Mozilla Intros Open-Source Speech Recognition, Voice Dataset

Mozilla unveiled Project DeepSpeech and Project Common Voice to leverage the capabilities of speech recognition. The company says it has just reached “two important milestones” in the project out of its Machine Learning Group. Mozilla is releasing its open source speech recognition model, which it states is nearly as accurate as what humans can perceive from the same recordings, and is also unveiling the world’s second largest publicly available voice dataset, with contributions by almost 20,000 people around the world.

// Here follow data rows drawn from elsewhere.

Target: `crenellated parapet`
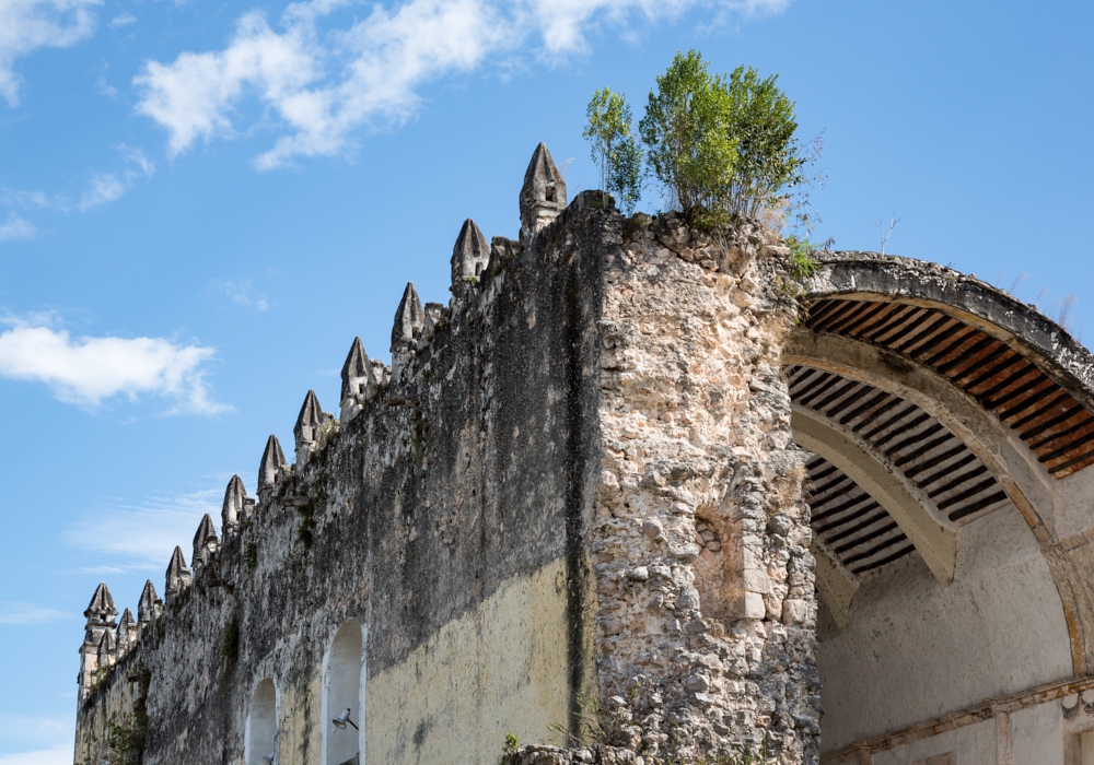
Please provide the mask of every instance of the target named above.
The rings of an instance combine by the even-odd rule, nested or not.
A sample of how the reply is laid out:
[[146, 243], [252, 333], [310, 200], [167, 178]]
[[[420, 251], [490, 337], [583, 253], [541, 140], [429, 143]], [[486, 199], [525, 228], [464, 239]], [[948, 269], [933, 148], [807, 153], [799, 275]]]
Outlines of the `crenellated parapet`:
[[[408, 283], [391, 366], [353, 338], [339, 416], [309, 390], [294, 460], [270, 436], [257, 502], [234, 475], [220, 534], [206, 516], [189, 567], [175, 549], [165, 602], [148, 582], [136, 625], [130, 614], [102, 650], [102, 631], [88, 644], [95, 668], [110, 656], [119, 668], [115, 696], [81, 707], [88, 762], [108, 754], [110, 705], [138, 704], [123, 666], [151, 678], [139, 699], [153, 721], [149, 765], [364, 762], [338, 738], [354, 735], [348, 722], [369, 729], [369, 763], [497, 762], [507, 732], [566, 744], [593, 708], [620, 751], [664, 754], [676, 735], [722, 754], [768, 725], [714, 672], [732, 640], [748, 657], [734, 676], [765, 676], [770, 703], [789, 710], [780, 745], [810, 746], [815, 711], [787, 690], [777, 651], [793, 648], [800, 679], [811, 580], [767, 603], [721, 573], [735, 565], [732, 523], [746, 522], [730, 507], [738, 495], [789, 513], [779, 534], [803, 511], [784, 423], [761, 433], [767, 423], [742, 415], [749, 380], [780, 385], [771, 327], [790, 322], [790, 299], [745, 273], [760, 243], [729, 252], [677, 216], [625, 219], [598, 191], [568, 204], [543, 144], [520, 219], [515, 238], [465, 220], [447, 303]], [[719, 342], [749, 331], [763, 336], [750, 355], [720, 355]], [[731, 492], [712, 467], [725, 464], [756, 478]], [[760, 527], [748, 532], [747, 555], [804, 570], [798, 537], [775, 551]], [[276, 737], [260, 710], [282, 716]], [[259, 740], [263, 751], [246, 749]]]

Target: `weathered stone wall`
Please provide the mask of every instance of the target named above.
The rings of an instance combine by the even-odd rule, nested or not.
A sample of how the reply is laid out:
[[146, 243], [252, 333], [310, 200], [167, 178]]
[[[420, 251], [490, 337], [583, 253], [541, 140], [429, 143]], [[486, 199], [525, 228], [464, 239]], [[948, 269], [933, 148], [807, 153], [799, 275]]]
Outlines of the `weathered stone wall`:
[[780, 378], [795, 294], [768, 232], [620, 222], [606, 252], [590, 546], [614, 743], [816, 756], [803, 455]]
[[[144, 763], [241, 762], [267, 678], [277, 761], [323, 762], [324, 657], [349, 620], [370, 764], [496, 763], [507, 733], [572, 745], [557, 762], [815, 761], [785, 248], [595, 192], [521, 239], [427, 307], [391, 387], [324, 424], [144, 629]], [[135, 698], [92, 695], [79, 763]]]
[[[600, 472], [598, 213], [574, 247], [496, 263], [418, 342], [401, 381], [330, 423], [237, 537], [141, 635], [144, 763], [235, 763], [251, 694], [278, 688], [278, 762], [318, 763], [322, 667], [368, 627], [369, 762], [497, 762], [559, 740], [596, 695], [583, 532]], [[104, 708], [106, 711], [104, 713]], [[108, 754], [81, 709], [78, 762]], [[354, 717], [357, 717], [354, 710]], [[328, 715], [329, 716], [329, 715]]]

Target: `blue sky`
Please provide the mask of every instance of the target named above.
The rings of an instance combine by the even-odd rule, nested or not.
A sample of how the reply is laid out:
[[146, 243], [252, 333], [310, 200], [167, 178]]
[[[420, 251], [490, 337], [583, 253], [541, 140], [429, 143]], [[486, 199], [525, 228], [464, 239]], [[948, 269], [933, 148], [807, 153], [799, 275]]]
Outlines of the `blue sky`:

On its blog, Mozilla reports that, “there are only a few commercial quality speech recognition services available, dominated by a small number of large companies,” which “reduces user choice and available features for startups, researchers or even larger companies that want to speech-enable their products and services.”

Mozilla_Common_Voice

This fact is the rationale behind launching DeepSpeech as an open source project. DeepSpeech, which is based on “sophisticated machine learning techniques and a variety of innovations,” has built a “speech-to-text engine that has a word error rate of just 6.5 percent on LibriSpeech’s test-clean dataset.”

The initial release includes “pre-built packages for Python, Node,js and a command-line binary that developers can use right away to experiment with speech recognition.” The blog explains that the lack of “high quality, transcribed voice data” is what hinders the development of more “commercially available” services.

To that end, Mozilla’s Project Common Voice, which debuted in July, aims to “make it easy for people to donate their voices to a publicly available database, and in doing so build a voice dataset that everyone can use to train new voice-enabled applications.”

Mozilla released nearly 400,000 recordings representing 500 hours of speech in this “first tranche of donated voices.” Contributions from more than 20,000 people came from all over the world, thus “reflecting a diversity of voices globally” including different accents. It notes that many services understand men better than women, a reflection of “biases within the data on which they are trained.”

Although Common Voice started with English, the goal is to “support voice donations in multiple languages beginning in the first half of 2018.”